Comment marketer la décence ?

Il faisait froid, ce sont les vacances scolaires, l'appel fut peu relayé, la loi passera de toutes façons... La litanie des bonnes excuses pour ne pas être à la manifestation de soutien aux migrants, hier, étaient légion (et pas seulement étrangère). Il n'empêche, après une année 2017 marquée par une hausse de 29% des expulsions et un texte de loi qui entend encore durcir très largement les conditions d'accueil (avec un triplement de la durée de détention en centre de rétention, de 45 à 135 jours) nous aurions dû être une marée humaine à manifester notre opposition à un projet de loi infâme. Et pourtant nous étions quelques centaines, un millier tout au plus, à nous époumoner contre Gérard Collomb et Emmanuel Macron. Quelle gifle, quelle éclatante victoire pour une politique sécuritaire digne de l'extrême droite, grimée en progressiste.
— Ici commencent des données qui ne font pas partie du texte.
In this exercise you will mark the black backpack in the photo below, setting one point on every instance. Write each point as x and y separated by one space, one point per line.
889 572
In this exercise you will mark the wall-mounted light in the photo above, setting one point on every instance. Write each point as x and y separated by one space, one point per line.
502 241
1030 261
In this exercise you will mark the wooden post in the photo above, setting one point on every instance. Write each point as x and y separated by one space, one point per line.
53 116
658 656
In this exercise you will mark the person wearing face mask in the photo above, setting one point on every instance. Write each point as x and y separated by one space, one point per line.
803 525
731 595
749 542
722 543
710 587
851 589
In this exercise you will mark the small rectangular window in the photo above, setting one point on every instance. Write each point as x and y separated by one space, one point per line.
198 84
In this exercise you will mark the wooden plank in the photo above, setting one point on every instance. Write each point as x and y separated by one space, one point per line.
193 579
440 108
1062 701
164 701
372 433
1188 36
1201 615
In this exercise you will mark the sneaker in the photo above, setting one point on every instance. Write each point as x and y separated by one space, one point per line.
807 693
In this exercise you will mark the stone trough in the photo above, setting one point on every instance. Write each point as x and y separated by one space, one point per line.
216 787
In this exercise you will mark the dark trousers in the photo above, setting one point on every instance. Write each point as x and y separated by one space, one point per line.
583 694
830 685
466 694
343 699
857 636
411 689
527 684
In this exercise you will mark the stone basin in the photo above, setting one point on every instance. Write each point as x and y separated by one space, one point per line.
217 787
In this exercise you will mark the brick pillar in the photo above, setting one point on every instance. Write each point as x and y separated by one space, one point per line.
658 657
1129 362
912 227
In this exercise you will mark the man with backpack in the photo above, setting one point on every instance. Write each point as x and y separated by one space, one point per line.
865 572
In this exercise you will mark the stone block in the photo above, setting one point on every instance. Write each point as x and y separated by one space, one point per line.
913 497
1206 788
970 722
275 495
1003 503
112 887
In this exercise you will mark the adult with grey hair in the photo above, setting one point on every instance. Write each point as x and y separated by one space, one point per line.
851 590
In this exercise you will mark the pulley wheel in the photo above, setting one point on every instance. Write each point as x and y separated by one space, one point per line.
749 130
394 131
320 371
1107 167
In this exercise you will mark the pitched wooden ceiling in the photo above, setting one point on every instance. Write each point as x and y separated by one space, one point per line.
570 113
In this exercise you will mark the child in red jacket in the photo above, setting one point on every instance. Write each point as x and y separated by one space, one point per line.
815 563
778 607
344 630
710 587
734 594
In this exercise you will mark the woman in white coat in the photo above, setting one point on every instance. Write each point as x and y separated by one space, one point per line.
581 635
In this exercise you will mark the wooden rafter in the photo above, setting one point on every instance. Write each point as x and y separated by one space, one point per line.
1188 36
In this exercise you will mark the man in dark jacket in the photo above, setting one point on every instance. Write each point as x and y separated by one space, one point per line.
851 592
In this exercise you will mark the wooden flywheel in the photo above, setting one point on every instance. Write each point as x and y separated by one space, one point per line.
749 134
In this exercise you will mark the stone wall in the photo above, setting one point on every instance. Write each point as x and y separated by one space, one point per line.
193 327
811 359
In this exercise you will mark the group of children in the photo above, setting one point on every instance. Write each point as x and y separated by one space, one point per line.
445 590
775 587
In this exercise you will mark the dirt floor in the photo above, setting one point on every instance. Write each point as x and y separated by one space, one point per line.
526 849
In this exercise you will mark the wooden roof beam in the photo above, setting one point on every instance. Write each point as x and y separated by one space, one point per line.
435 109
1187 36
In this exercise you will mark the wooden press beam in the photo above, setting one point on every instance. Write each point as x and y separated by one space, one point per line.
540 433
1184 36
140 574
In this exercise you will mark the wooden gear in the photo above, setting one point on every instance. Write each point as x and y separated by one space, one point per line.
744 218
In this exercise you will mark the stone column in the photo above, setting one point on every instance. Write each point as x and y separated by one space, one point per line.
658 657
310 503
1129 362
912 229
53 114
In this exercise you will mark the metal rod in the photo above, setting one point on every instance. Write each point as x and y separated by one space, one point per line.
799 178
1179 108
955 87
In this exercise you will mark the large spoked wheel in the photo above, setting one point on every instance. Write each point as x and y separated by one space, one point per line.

Il faudra qu'on fasse le bilan, sans concession, de notre nullité collective. Pourquoi personne ne répond à nos appels ? Pourquoi si peu de monde pour soutenir ceux qui sont démunis à tous égard ? Dans le cortège, les slogans qui berçaient déjà mon enfance (tout le monde n'a pas eu la chance d'avoir des parents communistes, mon enfance fut jalonnée de manifs) "so so solidarité, avec les sans papiers" auxquels s'ajoutaient des vociférations dans un anglais approximatif (pour faire chic ?) sur le thème "no borders"... Alors que le cortège remontait la rue Saint André des Arts puis la rue Jacob, un mélange d'accablement et d'exaspération montait en moi. 15 à 20 000 euros le m2 dans ces rues et l'étrange impression de déranger l'happy hour des riverains avec nos revendications, accueillies aussi fraîchement que l'air. Plus tôt dans la journée, le comptage de la nuit de la Solidarité avait fait état de 3 624 personnes dormant dehors, à Paris. Un chiffre trop élevé pour compter les "seuls" SDF, un grand nombre de migrants dorment dehors dans cette vague de froid. Le matin j'étais parti courir le long du Canal et j'avais vu la triste étendue des tentes... Vertigineux contraste entre la ville la plus riche d'Europe (avec Londres), incapable de réquisitionner quelques immeubles pour mettre à l'abri ceux qui fuient la misère et la guerre. 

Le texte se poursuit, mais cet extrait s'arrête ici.